One is that from \(\mathsf{O}(\neg f \mid \top)\) and \(\mathsf{P}(a \mid \top)\) follows in SDDL \(\mathsf{O}(\neg f \mid a)\). In other words, the following is validated in SDDL: \((\mathsf{O}(\neg f \mid \top) \wedge \mathsf{P}(a \mid \top) ) \rightarrow \mathsf{O}(\neg f \mid a)\).

This is problematic for specificity-like scenarios such as Horty’s asparagus. After all, the following setting seems perfectly consistent:

- In general, you ought not to eat with your fingers. \(\mathsf{O}(\neg f \mid \top)\)
- However, if you’re being served asparagus, you are allowed to eat with your fingers. \(\mathsf{P}(f \mid a)\).

Note that item 2 is equivalent to \(\neg \mathsf{O}(\neg f \mid a)\). So, if we, additionally to our norms 1 and 2, have also \(\mathsf{P}(a \mid \top)\) (“In general you’re allowed to eat asparagus.”), we get an inconsistent set of norms from which anything follows. This seems not satisfactory.

Since in classical propositional logic we have \((A \wedge B) \rightarrow C\) is equivalent to \((A \wedge \neg C) \rightarrow \neg B\) we can transform the principle above to: \((\mathsf{O}(\neg f \mid \top) \wedge P(f \mid a)) \rightarrow \mathsf{O}(\neg a \mid \top)\).

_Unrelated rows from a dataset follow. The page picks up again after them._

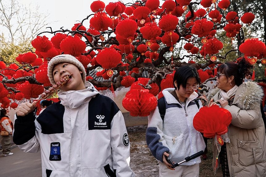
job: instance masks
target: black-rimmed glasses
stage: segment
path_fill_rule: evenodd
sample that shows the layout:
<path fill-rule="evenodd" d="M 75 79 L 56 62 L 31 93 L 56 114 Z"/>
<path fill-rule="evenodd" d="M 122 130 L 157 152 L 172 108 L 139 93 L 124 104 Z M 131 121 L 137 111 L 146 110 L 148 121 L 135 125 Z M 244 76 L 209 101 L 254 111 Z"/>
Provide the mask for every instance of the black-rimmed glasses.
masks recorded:
<path fill-rule="evenodd" d="M 199 87 L 199 85 L 198 84 L 195 85 L 194 86 L 186 86 L 186 90 L 187 91 L 189 91 L 192 89 L 193 90 L 195 91 L 197 90 Z"/>
<path fill-rule="evenodd" d="M 217 72 L 217 77 L 219 78 L 221 76 L 225 76 L 225 74 L 222 74 L 220 72 Z"/>

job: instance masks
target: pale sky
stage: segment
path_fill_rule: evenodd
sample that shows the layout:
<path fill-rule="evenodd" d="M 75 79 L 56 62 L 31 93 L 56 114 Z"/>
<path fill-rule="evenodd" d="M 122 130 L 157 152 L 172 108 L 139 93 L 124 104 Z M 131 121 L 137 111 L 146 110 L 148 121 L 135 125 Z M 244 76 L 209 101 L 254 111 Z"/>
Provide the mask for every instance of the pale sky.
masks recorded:
<path fill-rule="evenodd" d="M 118 0 L 101 0 L 106 6 L 110 2 L 117 2 Z M 31 3 L 31 7 L 39 6 L 41 13 L 47 12 L 50 14 L 49 21 L 52 22 L 50 25 L 53 30 L 59 30 L 64 26 L 64 29 L 70 29 L 75 23 L 81 21 L 87 16 L 93 13 L 90 10 L 90 4 L 92 0 L 19 0 L 21 3 L 28 6 Z M 133 2 L 132 0 L 120 1 L 126 4 Z M 89 20 L 84 24 L 87 28 L 89 27 Z"/>
<path fill-rule="evenodd" d="M 105 4 L 106 6 L 110 2 L 117 2 L 118 0 L 101 0 Z M 27 6 L 30 5 L 31 8 L 35 8 L 37 6 L 39 6 L 39 10 L 41 13 L 48 13 L 50 14 L 48 22 L 51 22 L 48 26 L 52 27 L 55 31 L 59 30 L 63 26 L 63 29 L 70 30 L 75 23 L 79 23 L 85 18 L 88 15 L 93 13 L 90 10 L 90 4 L 93 0 L 18 0 L 19 2 Z M 124 4 L 128 2 L 133 3 L 136 0 L 119 0 Z M 160 0 L 160 5 L 164 2 Z M 93 17 L 92 16 L 91 17 Z M 88 28 L 89 26 L 89 20 L 86 20 L 83 25 Z M 42 31 L 46 30 L 44 28 Z M 48 30 L 49 30 L 48 29 Z M 50 38 L 53 35 L 49 33 L 43 34 Z M 180 44 L 176 44 L 177 46 Z M 184 54 L 188 54 L 185 52 Z M 184 61 L 187 62 L 188 58 Z"/>

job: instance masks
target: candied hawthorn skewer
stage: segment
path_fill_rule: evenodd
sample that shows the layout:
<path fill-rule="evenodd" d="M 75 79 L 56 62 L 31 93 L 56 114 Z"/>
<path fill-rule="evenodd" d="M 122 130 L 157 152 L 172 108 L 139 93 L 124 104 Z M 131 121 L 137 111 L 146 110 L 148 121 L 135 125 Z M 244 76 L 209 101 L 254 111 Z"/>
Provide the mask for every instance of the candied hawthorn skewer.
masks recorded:
<path fill-rule="evenodd" d="M 38 101 L 41 99 L 46 99 L 49 96 L 56 93 L 60 88 L 63 85 L 65 85 L 68 82 L 69 79 L 69 76 L 73 74 L 70 75 L 66 76 L 63 78 L 60 79 L 60 81 L 57 82 L 56 83 L 53 85 L 51 87 L 50 87 L 48 90 L 45 91 L 44 93 L 42 94 L 41 95 L 41 98 L 37 100 L 33 105 L 34 106 Z"/>

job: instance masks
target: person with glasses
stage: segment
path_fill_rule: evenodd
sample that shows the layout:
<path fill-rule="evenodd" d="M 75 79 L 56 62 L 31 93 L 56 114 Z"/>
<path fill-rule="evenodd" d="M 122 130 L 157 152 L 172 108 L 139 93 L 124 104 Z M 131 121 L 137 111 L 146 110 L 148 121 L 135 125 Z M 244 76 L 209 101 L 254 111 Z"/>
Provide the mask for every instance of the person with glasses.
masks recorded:
<path fill-rule="evenodd" d="M 266 136 L 260 105 L 263 92 L 256 82 L 243 83 L 252 66 L 247 58 L 217 68 L 217 88 L 207 93 L 208 106 L 218 104 L 232 115 L 228 131 L 222 135 L 218 161 L 224 177 L 266 176 Z M 213 140 L 213 167 L 220 146 Z"/>
<path fill-rule="evenodd" d="M 164 97 L 160 99 L 165 100 L 164 117 L 161 117 L 158 106 L 148 117 L 146 140 L 159 162 L 160 177 L 199 176 L 200 157 L 182 163 L 174 170 L 165 156 L 178 163 L 204 150 L 202 136 L 193 125 L 194 116 L 202 107 L 201 102 L 195 99 L 198 95 L 195 91 L 200 83 L 196 68 L 191 65 L 179 68 L 174 75 L 174 88 L 164 90 Z"/>

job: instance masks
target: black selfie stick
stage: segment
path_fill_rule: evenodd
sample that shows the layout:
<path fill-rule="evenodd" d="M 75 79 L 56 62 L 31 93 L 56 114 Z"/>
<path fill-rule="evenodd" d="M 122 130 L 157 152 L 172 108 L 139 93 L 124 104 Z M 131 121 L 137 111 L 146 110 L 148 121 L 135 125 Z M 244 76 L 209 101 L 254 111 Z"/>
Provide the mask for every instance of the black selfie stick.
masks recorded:
<path fill-rule="evenodd" d="M 191 156 L 189 156 L 188 157 L 187 157 L 185 158 L 185 159 L 183 160 L 181 162 L 180 162 L 179 163 L 173 163 L 172 161 L 169 158 L 169 157 L 165 157 L 166 158 L 166 159 L 167 160 L 167 161 L 170 163 L 171 165 L 172 165 L 172 166 L 173 167 L 177 167 L 179 166 L 179 165 L 181 164 L 181 163 L 183 163 L 184 162 L 188 162 L 190 160 L 191 160 L 192 159 L 194 159 L 195 158 L 197 158 L 198 157 L 199 157 L 202 154 L 204 154 L 204 152 L 203 151 L 201 151 L 198 152 L 197 152 L 196 154 L 194 154 L 193 155 L 191 155 Z"/>

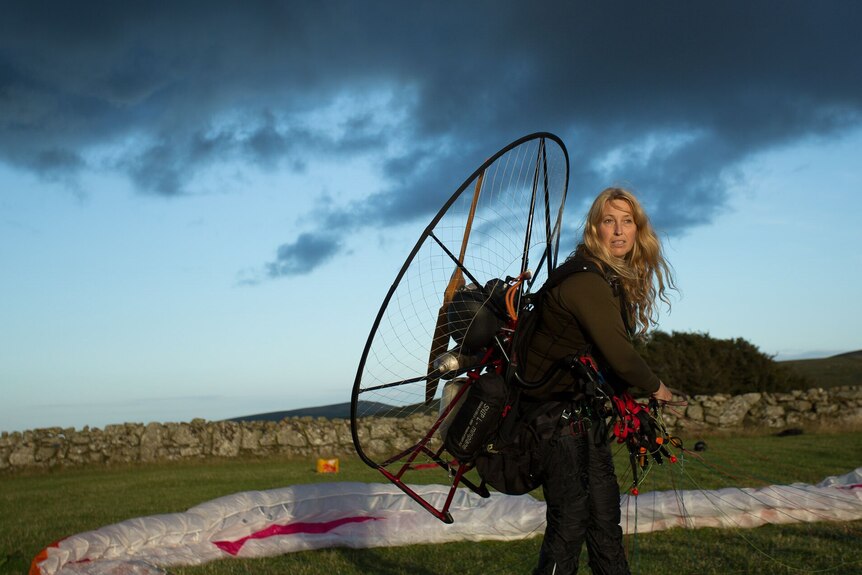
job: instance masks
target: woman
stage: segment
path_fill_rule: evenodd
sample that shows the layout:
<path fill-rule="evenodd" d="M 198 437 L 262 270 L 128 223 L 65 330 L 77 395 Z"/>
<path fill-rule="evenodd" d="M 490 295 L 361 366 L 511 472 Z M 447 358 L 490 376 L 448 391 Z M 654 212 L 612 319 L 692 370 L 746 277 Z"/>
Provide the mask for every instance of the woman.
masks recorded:
<path fill-rule="evenodd" d="M 589 354 L 615 387 L 634 386 L 670 400 L 631 343 L 655 324 L 656 300 L 670 305 L 666 290 L 674 289 L 638 200 L 621 188 L 602 191 L 587 215 L 583 242 L 564 265 L 588 273 L 571 273 L 548 291 L 527 355 L 528 379 L 540 379 L 561 358 Z M 529 395 L 570 404 L 565 425 L 545 447 L 547 527 L 534 575 L 576 573 L 584 542 L 593 573 L 629 573 L 611 451 L 589 398 L 573 374 L 551 378 Z"/>

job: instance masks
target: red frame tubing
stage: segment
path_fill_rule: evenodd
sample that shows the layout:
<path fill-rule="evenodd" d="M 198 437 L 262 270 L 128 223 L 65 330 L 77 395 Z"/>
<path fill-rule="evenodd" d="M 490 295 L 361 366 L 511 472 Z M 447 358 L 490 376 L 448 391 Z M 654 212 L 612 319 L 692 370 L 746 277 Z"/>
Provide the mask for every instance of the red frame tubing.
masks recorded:
<path fill-rule="evenodd" d="M 449 513 L 449 506 L 452 504 L 452 500 L 455 497 L 455 490 L 458 488 L 458 485 L 463 483 L 466 487 L 468 487 L 471 491 L 473 491 L 480 497 L 490 496 L 488 488 L 485 487 L 484 483 L 477 486 L 475 483 L 464 477 L 464 474 L 470 471 L 473 466 L 470 464 L 459 464 L 458 467 L 455 468 L 455 474 L 452 478 L 452 486 L 449 488 L 449 494 L 446 497 L 446 502 L 443 504 L 443 507 L 441 509 L 437 509 L 436 507 L 428 503 L 428 501 L 426 501 L 421 495 L 416 493 L 409 485 L 404 483 L 404 481 L 402 481 L 402 477 L 404 477 L 404 474 L 408 471 L 416 469 L 415 467 L 413 467 L 413 462 L 416 460 L 420 453 L 424 453 L 425 455 L 430 457 L 434 461 L 434 463 L 445 469 L 450 475 L 452 474 L 452 465 L 450 463 L 446 463 L 441 457 L 444 449 L 443 446 L 441 446 L 439 450 L 434 452 L 428 449 L 427 445 L 428 442 L 431 441 L 431 438 L 433 437 L 434 433 L 440 427 L 440 424 L 443 423 L 443 420 L 446 419 L 449 413 L 451 413 L 452 409 L 458 404 L 458 400 L 461 399 L 461 397 L 465 393 L 467 393 L 467 390 L 474 381 L 474 378 L 470 378 L 467 384 L 465 384 L 458 391 L 458 393 L 452 399 L 451 403 L 446 406 L 446 409 L 443 410 L 443 412 L 437 418 L 437 421 L 434 422 L 434 425 L 431 426 L 428 432 L 422 437 L 422 439 L 419 440 L 418 443 L 416 443 L 412 447 L 409 447 L 408 449 L 405 449 L 401 453 L 392 456 L 391 458 L 387 459 L 379 466 L 377 466 L 377 470 L 382 473 L 384 477 L 394 483 L 398 487 L 398 489 L 410 496 L 411 499 L 416 501 L 416 503 L 421 505 L 426 511 L 431 513 L 434 517 L 436 517 L 443 523 L 454 522 L 454 519 L 452 519 L 452 515 Z M 389 465 L 400 461 L 405 455 L 408 454 L 409 457 L 407 457 L 407 460 L 395 473 L 387 469 Z"/>

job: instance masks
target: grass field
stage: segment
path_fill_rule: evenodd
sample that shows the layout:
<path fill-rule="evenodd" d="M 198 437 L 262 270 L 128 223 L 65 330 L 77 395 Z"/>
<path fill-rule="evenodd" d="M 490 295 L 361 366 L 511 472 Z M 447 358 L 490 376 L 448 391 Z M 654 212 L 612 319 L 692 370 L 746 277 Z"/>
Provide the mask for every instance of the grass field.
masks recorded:
<path fill-rule="evenodd" d="M 695 438 L 690 438 L 691 443 Z M 699 438 L 700 439 L 700 438 Z M 683 488 L 812 483 L 862 465 L 862 432 L 794 437 L 705 437 L 709 466 L 689 461 Z M 239 491 L 328 482 L 380 482 L 358 459 L 337 476 L 318 475 L 313 461 L 206 460 L 111 468 L 58 469 L 0 475 L 0 573 L 26 573 L 32 558 L 62 537 L 125 519 L 184 511 Z M 627 461 L 620 459 L 622 473 Z M 717 470 L 721 470 L 718 472 Z M 667 489 L 655 469 L 642 491 Z M 425 482 L 444 482 L 439 474 Z M 417 481 L 420 482 L 420 481 Z M 541 497 L 540 493 L 536 494 Z M 458 518 L 456 517 L 457 521 Z M 862 574 L 862 521 L 756 529 L 674 529 L 628 537 L 635 573 Z M 515 574 L 529 573 L 540 537 L 508 543 L 452 543 L 365 550 L 326 549 L 256 560 L 224 560 L 173 568 L 175 575 Z M 585 561 L 585 555 L 582 558 Z M 585 563 L 584 563 L 585 565 Z M 584 566 L 584 571 L 589 570 Z"/>

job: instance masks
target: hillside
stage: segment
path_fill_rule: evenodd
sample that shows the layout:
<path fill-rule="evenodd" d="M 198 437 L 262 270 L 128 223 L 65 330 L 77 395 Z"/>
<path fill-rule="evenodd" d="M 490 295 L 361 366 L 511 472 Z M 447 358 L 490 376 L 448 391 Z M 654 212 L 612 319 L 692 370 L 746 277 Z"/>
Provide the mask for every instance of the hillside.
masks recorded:
<path fill-rule="evenodd" d="M 795 359 L 780 361 L 779 365 L 807 378 L 812 386 L 830 388 L 842 385 L 862 385 L 862 350 L 851 351 L 818 359 Z M 397 409 L 382 403 L 365 405 L 366 415 L 399 415 Z M 436 404 L 429 409 L 436 410 Z M 318 407 L 306 407 L 289 411 L 272 411 L 255 415 L 234 417 L 228 421 L 281 421 L 285 417 L 325 417 L 326 419 L 349 419 L 350 403 L 336 403 Z"/>
<path fill-rule="evenodd" d="M 818 359 L 781 361 L 779 364 L 808 378 L 817 387 L 862 385 L 862 350 Z"/>

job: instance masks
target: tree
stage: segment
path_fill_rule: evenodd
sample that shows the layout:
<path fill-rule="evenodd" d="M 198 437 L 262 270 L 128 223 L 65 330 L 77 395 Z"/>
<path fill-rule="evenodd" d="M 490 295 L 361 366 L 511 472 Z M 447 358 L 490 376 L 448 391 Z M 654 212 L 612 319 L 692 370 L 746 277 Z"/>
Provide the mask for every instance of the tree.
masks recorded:
<path fill-rule="evenodd" d="M 662 381 L 691 395 L 812 387 L 806 378 L 782 367 L 773 356 L 742 338 L 656 331 L 636 347 Z"/>

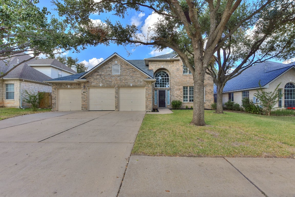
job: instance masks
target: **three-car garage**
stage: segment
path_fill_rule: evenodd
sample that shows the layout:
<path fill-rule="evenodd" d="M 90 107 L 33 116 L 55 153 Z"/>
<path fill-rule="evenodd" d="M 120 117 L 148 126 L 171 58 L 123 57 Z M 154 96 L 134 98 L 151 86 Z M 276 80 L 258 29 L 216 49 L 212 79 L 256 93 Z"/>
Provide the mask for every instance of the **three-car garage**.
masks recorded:
<path fill-rule="evenodd" d="M 116 92 L 119 111 L 145 110 L 144 87 L 89 87 L 88 91 L 88 111 L 115 110 Z M 57 89 L 57 110 L 81 111 L 82 92 L 81 89 Z"/>

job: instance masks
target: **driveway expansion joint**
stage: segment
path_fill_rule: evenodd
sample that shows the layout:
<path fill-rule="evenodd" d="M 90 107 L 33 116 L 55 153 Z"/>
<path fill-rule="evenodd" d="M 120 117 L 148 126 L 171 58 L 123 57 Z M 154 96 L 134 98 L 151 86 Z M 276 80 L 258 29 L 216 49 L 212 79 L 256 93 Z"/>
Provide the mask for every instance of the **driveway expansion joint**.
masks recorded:
<path fill-rule="evenodd" d="M 223 159 L 225 159 L 225 160 L 227 162 L 230 164 L 231 165 L 232 165 L 232 166 L 234 168 L 235 168 L 236 170 L 237 170 L 238 172 L 239 172 L 242 175 L 244 176 L 244 177 L 245 177 L 245 178 L 247 180 L 248 180 L 248 181 L 249 181 L 249 182 L 250 182 L 250 183 L 252 183 L 252 185 L 254 185 L 254 186 L 255 186 L 255 187 L 256 187 L 256 188 L 257 188 L 257 189 L 258 190 L 259 190 L 260 191 L 260 192 L 261 192 L 261 193 L 263 194 L 266 197 L 268 197 L 268 196 L 266 194 L 266 193 L 265 193 L 264 192 L 263 192 L 263 191 L 262 191 L 262 190 L 261 190 L 261 189 L 260 189 L 260 188 L 259 188 L 259 187 L 258 187 L 257 185 L 255 185 L 255 183 L 253 183 L 253 182 L 252 182 L 251 181 L 251 180 L 250 180 L 250 179 L 249 179 L 248 177 L 247 177 L 246 176 L 245 176 L 245 175 L 244 175 L 243 174 L 243 173 L 242 173 L 235 166 L 234 166 L 227 159 L 225 159 L 225 157 L 223 157 Z"/>

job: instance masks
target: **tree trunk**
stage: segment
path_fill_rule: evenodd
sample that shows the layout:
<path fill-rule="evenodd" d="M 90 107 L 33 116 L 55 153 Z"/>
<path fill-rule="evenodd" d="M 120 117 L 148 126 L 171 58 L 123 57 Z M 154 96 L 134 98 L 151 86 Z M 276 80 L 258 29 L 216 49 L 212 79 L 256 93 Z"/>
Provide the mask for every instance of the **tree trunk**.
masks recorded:
<path fill-rule="evenodd" d="M 217 102 L 216 103 L 216 111 L 217 113 L 223 113 L 222 103 L 222 92 L 224 85 L 220 84 L 216 84 L 217 92 Z"/>
<path fill-rule="evenodd" d="M 193 76 L 194 111 L 191 124 L 196 126 L 206 125 L 204 112 L 205 70 L 202 66 L 196 66 Z"/>

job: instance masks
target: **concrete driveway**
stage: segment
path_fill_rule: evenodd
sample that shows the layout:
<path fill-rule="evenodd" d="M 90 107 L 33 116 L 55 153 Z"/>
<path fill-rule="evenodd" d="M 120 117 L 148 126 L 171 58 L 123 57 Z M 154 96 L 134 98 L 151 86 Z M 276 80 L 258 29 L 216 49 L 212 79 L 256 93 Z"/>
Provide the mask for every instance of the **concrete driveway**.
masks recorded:
<path fill-rule="evenodd" d="M 0 121 L 0 196 L 116 196 L 145 112 Z"/>

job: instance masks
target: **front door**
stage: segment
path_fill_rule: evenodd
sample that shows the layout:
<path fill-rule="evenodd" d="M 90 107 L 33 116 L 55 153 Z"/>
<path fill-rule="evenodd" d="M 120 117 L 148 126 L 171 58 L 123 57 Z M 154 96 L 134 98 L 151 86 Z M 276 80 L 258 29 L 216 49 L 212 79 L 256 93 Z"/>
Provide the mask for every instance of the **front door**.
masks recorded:
<path fill-rule="evenodd" d="M 159 107 L 166 107 L 166 90 L 159 90 Z"/>

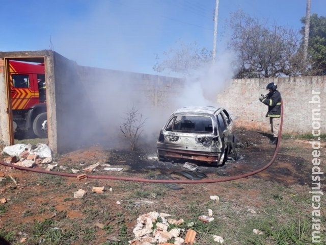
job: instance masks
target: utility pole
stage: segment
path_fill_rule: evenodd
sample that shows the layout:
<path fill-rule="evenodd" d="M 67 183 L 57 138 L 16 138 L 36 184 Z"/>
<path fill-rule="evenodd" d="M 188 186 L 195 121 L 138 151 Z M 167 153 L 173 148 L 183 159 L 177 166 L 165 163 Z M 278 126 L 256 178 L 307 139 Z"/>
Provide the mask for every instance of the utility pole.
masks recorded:
<path fill-rule="evenodd" d="M 213 43 L 213 62 L 216 62 L 216 45 L 218 39 L 218 16 L 219 15 L 219 2 L 220 0 L 216 0 L 215 11 L 214 15 L 214 42 Z"/>

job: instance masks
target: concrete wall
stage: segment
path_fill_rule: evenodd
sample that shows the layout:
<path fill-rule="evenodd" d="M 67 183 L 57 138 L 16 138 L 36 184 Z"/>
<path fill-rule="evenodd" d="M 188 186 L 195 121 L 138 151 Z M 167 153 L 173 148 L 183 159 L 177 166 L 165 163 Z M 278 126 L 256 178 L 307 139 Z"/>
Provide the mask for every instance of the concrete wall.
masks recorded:
<path fill-rule="evenodd" d="M 269 120 L 265 117 L 267 107 L 259 102 L 261 94 L 267 93 L 266 86 L 275 82 L 283 102 L 283 132 L 293 134 L 311 133 L 312 109 L 320 109 L 322 132 L 326 129 L 326 76 L 303 77 L 233 80 L 218 95 L 218 101 L 237 117 L 238 127 L 270 131 Z M 313 104 L 312 90 L 320 92 L 320 107 Z"/>
<path fill-rule="evenodd" d="M 134 106 L 145 106 L 154 119 L 159 118 L 155 113 L 172 113 L 175 108 L 171 102 L 185 86 L 175 78 L 79 66 L 51 51 L 0 52 L 0 140 L 5 145 L 10 143 L 5 57 L 44 59 L 49 145 L 55 153 L 110 141 L 121 134 L 122 115 Z M 266 86 L 271 82 L 277 84 L 283 100 L 283 132 L 311 133 L 313 109 L 321 109 L 318 122 L 325 132 L 326 77 L 234 80 L 216 94 L 218 104 L 237 117 L 238 127 L 269 131 L 267 107 L 258 99 L 267 93 Z M 313 90 L 321 93 L 320 107 L 309 103 Z"/>
<path fill-rule="evenodd" d="M 0 151 L 5 143 L 10 142 L 10 122 L 8 116 L 9 105 L 8 103 L 8 92 L 5 79 L 4 60 L 0 59 Z"/>

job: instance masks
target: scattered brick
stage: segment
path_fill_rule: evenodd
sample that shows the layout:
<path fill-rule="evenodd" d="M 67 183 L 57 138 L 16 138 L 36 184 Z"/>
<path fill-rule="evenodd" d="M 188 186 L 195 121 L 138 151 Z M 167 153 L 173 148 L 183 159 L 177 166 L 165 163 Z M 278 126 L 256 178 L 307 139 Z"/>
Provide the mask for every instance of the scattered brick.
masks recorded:
<path fill-rule="evenodd" d="M 83 174 L 82 175 L 79 175 L 78 176 L 77 176 L 77 179 L 78 180 L 86 179 L 87 178 L 87 175 L 86 175 L 86 174 Z"/>

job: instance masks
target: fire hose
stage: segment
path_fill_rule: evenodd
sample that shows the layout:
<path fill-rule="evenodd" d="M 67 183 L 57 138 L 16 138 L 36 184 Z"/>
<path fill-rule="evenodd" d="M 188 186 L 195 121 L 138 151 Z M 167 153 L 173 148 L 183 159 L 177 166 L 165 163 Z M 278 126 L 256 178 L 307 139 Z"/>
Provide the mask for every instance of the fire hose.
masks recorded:
<path fill-rule="evenodd" d="M 269 161 L 269 162 L 266 164 L 263 167 L 257 169 L 256 170 L 253 171 L 252 172 L 248 173 L 247 174 L 244 174 L 243 175 L 236 175 L 234 176 L 230 176 L 228 177 L 221 178 L 219 179 L 202 179 L 200 180 L 156 180 L 156 179 L 141 179 L 141 178 L 131 178 L 131 177 L 119 177 L 119 176 L 111 176 L 107 175 L 87 175 L 86 178 L 89 179 L 106 179 L 106 180 L 124 180 L 127 181 L 135 181 L 139 182 L 151 182 L 151 183 L 173 183 L 173 184 L 199 184 L 199 183 L 218 183 L 218 182 L 222 182 L 225 181 L 230 181 L 231 180 L 238 180 L 239 179 L 242 179 L 243 178 L 248 177 L 249 176 L 251 176 L 252 175 L 258 174 L 258 173 L 261 172 L 264 170 L 266 169 L 269 166 L 271 165 L 273 163 L 276 156 L 277 155 L 277 153 L 279 150 L 279 147 L 280 145 L 280 143 L 281 142 L 281 136 L 282 135 L 282 128 L 283 126 L 283 101 L 281 102 L 281 124 L 280 125 L 280 130 L 279 131 L 278 134 L 278 140 L 277 141 L 277 143 L 275 147 L 275 150 L 274 151 L 274 154 L 273 154 L 273 156 L 271 159 Z M 26 171 L 30 171 L 32 172 L 36 172 L 41 174 L 47 174 L 49 175 L 58 175 L 60 176 L 64 176 L 66 177 L 73 177 L 77 178 L 78 175 L 76 174 L 68 174 L 64 173 L 60 173 L 60 172 L 53 172 L 51 171 L 48 171 L 46 170 L 39 169 L 37 168 L 31 168 L 27 167 L 23 167 L 21 166 L 17 166 L 14 164 L 12 164 L 11 163 L 7 163 L 4 162 L 2 161 L 0 161 L 0 164 L 4 165 L 5 166 L 7 166 L 8 167 L 11 167 L 15 168 L 17 168 L 18 169 L 20 170 L 25 170 Z"/>

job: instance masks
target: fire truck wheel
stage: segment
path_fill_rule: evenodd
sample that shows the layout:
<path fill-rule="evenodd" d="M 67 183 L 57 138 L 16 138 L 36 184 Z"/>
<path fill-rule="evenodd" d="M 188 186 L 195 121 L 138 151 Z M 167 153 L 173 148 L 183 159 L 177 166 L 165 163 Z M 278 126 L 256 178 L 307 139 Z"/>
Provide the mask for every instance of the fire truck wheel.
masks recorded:
<path fill-rule="evenodd" d="M 46 138 L 46 132 L 42 129 L 42 125 L 46 120 L 46 112 L 39 114 L 33 122 L 33 131 L 34 134 L 39 138 Z"/>

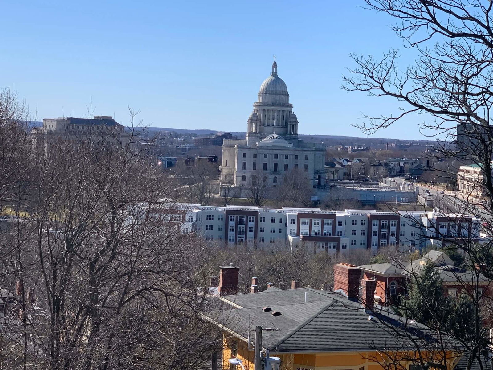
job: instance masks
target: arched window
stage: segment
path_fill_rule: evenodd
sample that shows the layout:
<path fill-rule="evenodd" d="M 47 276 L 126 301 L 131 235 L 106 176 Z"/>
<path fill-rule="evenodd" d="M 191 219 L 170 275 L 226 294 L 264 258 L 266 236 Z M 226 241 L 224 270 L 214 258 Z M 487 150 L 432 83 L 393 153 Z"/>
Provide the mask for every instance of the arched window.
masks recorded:
<path fill-rule="evenodd" d="M 390 282 L 390 296 L 395 296 L 397 294 L 397 282 L 394 280 Z"/>

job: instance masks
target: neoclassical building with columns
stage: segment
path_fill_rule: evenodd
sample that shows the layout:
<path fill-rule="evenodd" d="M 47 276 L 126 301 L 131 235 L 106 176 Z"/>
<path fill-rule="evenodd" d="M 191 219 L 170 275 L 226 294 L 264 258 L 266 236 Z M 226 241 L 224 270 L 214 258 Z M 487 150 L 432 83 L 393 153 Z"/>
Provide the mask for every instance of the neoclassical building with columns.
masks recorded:
<path fill-rule="evenodd" d="M 233 184 L 244 195 L 252 178 L 261 177 L 259 181 L 275 188 L 287 173 L 298 169 L 314 187 L 323 187 L 325 147 L 298 139 L 298 118 L 275 60 L 258 96 L 247 121 L 246 140 L 223 143 L 221 183 Z"/>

This seems similarly counter-intuitive.

The deeper reason behind these kind of problems is that Rational Monotony is a principle underlying SDDL:

**Rational Monotony:**From \(\mathsf{O}(A \mid B)\) and \(\mathsf{P}(C \mid B)\) follows \(\mathsf{O}(A \mid B \wedge C)\).

**Exercise:** Try to show that Rational Monotony holds in SDDL.

### The problem with factual detachment

In SDDL, as we presented it, we have no way of validating Factual Detachment, the principle which says that if \(A\) and \(\mathsf{O}(B \mid A)\) then \(\mathsf{O}B\).

Clearly, we would like to derive from conditional obligations and the given fact, the actual unconditional obligations that guide the actions of an agent. This is in general tricky, since we need to take into account exceptions and contrary-to-duty obligations. E.g., in the asparagus example, if we’re served asparagus the more general obligation to not eat with your fingers should be blocked.

One possible way to equip SDDL with factual detachment is by making use of an actual world. Then models are quadruples \(M = \langle W, \ge, v, @ \rangle\) where \(@ \in W\) is the “actual world”. We define \(M \models A\) iff \(M,@ \models A\). Now, suppose we have the premise set \(\{p, \mathsf{O}(q \mid p)\}\). A model may look as follows:

Now, if our actual world \(@\) is at least as ideal as \(w_1\), we have \(M,@ \models q\). However, if we are in a less ideal world than \(w_1\) we might have to deal with a world for which \(M,@ \models \neg q\). So,

**Problem 1**: How to situate the actual world in the “right spot”? The right spot seems to be as ideal as the given premises allow for.

Another problem is that even if \(@ = w_3\), we get \(M,@ \models q\) while we expect \(M,@ \models \mathsf{O}q\). Indeed we don’t want to derive new facts but rather unconditional obligations.

**Problem 2**: How to model unconditional obligations in SDDL?

The problem of factual detachment will still concern us some more in future sessions.